雨は君に降り注ぐ
「あの、斉藤先輩。」
「ん?」
体育館で斉藤先輩を見つけると、私はさっそく声をかけた。
「どうした?」
完璧すぎる顔に、この笑み。
うーん……、さすがだ。
「あの、このサークルに、りょうすけって人って、いたりします?」
斉藤先輩は、キョトンとした顔をした。
でも、次の瞬間には、爆笑した。
「なんで笑うんですか…。

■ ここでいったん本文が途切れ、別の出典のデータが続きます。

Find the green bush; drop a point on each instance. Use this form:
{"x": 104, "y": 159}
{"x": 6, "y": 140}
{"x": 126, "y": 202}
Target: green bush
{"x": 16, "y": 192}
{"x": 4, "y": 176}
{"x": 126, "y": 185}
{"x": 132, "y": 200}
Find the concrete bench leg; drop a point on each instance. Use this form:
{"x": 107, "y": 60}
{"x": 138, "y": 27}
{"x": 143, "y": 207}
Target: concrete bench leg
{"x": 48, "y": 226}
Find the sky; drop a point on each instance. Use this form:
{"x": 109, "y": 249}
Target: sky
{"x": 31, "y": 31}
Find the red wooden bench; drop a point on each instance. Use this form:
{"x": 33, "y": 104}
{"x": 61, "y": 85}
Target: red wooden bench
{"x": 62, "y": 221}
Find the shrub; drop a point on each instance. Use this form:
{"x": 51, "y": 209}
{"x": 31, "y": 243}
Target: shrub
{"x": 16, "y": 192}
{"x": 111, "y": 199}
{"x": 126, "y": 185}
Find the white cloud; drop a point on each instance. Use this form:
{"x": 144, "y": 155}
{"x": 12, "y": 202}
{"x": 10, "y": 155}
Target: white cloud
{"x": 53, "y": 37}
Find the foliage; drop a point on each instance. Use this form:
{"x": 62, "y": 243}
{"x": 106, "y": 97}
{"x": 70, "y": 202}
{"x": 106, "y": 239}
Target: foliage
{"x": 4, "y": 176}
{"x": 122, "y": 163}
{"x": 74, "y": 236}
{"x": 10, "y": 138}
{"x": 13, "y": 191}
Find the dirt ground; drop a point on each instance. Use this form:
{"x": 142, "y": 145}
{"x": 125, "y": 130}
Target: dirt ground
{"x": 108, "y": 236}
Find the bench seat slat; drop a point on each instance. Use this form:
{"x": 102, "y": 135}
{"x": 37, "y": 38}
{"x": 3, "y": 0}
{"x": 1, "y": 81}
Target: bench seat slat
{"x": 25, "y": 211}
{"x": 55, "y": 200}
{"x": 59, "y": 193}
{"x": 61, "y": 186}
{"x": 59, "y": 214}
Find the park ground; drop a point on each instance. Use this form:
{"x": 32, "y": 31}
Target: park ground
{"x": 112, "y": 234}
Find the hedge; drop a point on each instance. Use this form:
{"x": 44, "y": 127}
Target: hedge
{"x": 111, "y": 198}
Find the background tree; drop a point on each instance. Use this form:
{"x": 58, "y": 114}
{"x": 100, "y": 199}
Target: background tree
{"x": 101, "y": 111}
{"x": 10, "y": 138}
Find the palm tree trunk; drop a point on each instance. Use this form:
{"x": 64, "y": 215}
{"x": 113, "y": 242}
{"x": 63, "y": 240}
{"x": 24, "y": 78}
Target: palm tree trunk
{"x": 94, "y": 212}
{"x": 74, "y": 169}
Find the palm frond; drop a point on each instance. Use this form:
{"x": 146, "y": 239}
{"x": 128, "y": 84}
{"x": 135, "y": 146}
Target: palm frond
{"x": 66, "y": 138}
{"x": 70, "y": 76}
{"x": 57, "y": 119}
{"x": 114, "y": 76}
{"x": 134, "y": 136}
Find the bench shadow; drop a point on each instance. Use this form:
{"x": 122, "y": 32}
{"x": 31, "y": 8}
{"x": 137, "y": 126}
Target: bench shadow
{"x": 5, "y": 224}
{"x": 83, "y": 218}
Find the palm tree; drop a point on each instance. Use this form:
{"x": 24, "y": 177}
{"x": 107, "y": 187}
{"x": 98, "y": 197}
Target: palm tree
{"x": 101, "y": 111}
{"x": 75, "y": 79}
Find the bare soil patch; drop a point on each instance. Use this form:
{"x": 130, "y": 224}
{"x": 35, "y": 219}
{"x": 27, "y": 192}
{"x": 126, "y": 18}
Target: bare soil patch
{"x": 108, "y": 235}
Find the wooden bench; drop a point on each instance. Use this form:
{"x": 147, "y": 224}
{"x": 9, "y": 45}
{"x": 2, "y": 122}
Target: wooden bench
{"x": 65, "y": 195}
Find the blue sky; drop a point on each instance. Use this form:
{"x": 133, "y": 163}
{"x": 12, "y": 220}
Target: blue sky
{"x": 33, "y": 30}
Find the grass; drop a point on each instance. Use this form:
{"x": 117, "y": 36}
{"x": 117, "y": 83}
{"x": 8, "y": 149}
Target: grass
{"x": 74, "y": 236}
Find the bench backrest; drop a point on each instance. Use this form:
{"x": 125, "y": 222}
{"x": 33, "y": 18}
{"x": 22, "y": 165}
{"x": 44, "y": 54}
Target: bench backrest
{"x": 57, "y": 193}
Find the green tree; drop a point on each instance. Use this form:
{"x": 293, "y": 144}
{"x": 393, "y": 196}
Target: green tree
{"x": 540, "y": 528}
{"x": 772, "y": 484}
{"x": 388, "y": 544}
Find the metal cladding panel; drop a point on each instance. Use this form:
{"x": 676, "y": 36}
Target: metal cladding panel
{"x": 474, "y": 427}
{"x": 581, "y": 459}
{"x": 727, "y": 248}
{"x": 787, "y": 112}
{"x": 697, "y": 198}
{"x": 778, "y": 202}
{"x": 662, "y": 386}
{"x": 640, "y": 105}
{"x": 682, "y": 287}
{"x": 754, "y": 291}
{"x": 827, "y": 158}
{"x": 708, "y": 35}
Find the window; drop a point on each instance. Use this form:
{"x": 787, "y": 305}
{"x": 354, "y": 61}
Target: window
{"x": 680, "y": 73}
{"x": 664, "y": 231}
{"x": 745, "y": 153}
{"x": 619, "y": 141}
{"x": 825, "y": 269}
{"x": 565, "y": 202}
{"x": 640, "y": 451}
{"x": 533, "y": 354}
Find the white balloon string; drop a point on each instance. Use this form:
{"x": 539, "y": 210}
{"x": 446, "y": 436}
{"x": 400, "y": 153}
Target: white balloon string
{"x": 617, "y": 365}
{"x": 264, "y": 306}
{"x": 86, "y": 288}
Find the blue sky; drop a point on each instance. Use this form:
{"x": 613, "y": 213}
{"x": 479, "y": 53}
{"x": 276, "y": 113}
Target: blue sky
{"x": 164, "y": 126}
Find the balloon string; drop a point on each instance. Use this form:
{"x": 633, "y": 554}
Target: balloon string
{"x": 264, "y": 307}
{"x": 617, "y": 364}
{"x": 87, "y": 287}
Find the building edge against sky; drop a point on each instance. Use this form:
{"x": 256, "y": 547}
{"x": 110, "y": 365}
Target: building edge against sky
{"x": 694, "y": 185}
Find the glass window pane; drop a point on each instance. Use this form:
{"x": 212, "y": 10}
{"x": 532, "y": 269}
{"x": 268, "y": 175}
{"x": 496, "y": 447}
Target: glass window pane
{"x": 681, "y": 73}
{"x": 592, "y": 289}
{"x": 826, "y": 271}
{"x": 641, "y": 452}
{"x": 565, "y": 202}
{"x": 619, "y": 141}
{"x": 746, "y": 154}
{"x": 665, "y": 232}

」
イケメンな顔を少し赤くして笑う斉藤先輩を見て、私は、恥ずかしくなってきてしまった。
「ごめんごめん。」
やっと笑いがおさまってきた斉藤先輩は、それでもまだ笑いながら言った。
「そっか、吉岡さんには、まだ言っていなかったのか。」
「…何がですか?」
「吉岡さんの言うりょうすけってね、多分、僕のことだよ。改めまして、僕、バスケサークルキャプテン、斉藤涼介、といいます。」
「……え。」
絶句した。
頭の理解が追い付かない。
「斉藤先輩の下の名前って、涼介、だったんですか……。」
じゃあ、一ノ瀬先輩の知り合いって……。
「うん。…あと、その、斉藤先輩って呼ぶの、やめない?僕、名字で呼ばれるの、慣れてないんだ。」
工藤くんと同じようなこと言ってる……。
「では、何と呼びましょう?」
「涼介先輩、とか、どうかな?」
あ、『先輩』はそのままなのね。
「分かりました。…涼介先輩。」
「うん。」
涼介先輩は、嬉しそうに笑った。